The effects of HCV infection on HIV disease are not well understood but have been addressed in a small number of studies. Daar etal. reported that increased HCV RNA levels were associated with clinical progression to AIDS in haemophiliacs even after controlling for CD4 cell count and HIV RNA level. In the Swiss HIV Cohort Study, HCV seropositivity was associated with progression to a new AIDS-defining illness or to death. HCV seropositivity was also associated with a reduced CD4 cell recovery during antiretroviral therapy (ART). While these results have been generally supported by other clinical investigations, not all cohorts have found an association between HCV co-infection and HIV disease progression. While the mechanisms by which HCV may impact HIV disease progression have not been elucidated, they may include intolerance to ART in the presence of HCV and/or HCV-induced immune activation that leads to HIV disease progression. Moreover, extrahepatic replication of HCV does occur; therefore, HCV could significantly impair CD4 cell proliferation and function and consequently impact HIV disease progression.

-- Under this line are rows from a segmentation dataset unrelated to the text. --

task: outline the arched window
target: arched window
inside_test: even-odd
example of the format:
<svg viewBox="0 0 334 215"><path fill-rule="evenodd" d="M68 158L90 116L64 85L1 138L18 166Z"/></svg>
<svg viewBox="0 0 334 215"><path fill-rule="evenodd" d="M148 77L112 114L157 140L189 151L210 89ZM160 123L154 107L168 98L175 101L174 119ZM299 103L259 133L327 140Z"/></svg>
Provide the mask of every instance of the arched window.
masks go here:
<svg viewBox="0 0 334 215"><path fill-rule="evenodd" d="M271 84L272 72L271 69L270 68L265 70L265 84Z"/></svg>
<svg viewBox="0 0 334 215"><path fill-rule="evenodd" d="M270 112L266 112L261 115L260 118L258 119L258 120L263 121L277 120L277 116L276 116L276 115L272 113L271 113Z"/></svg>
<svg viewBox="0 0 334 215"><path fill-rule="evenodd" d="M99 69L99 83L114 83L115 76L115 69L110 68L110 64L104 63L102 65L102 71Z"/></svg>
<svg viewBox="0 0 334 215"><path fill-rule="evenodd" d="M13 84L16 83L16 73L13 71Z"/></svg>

In contrast, it is well established that HIV significantly alters the clinical course of HCV disease. Co-infection with HIV results in enhanced HCV replication as HCV RNA levels are significantly elevated in HCV/HIV co-infected persons compared with HCV mono-infected persons and HIV seroconversion is associated with sustained increases in HCV viral load. Paradoxically, ART initiation is frequently associated with sustained increases in HCV viral load, as well as hepatotoxicity. The clinical course of HCV infection is also accelerated in HCV/HIV co-infected persons as they experience more advanced liver fibrosis and cirrhosis, as well as higher rates of progressive liver disease and death than do HCV mono-infected persons. Importantly, HIV therapy appears to slow the progression of hepatic disease in co-infected persons (reviewed in ). Further compounding the clinical management of HCV disease, HIV co-infection is associated with decreased response rates to HCV treatment compared with HCV mono-infection. Thus, HIV co-infection clearly has a negative impact on HCV pathogenesis.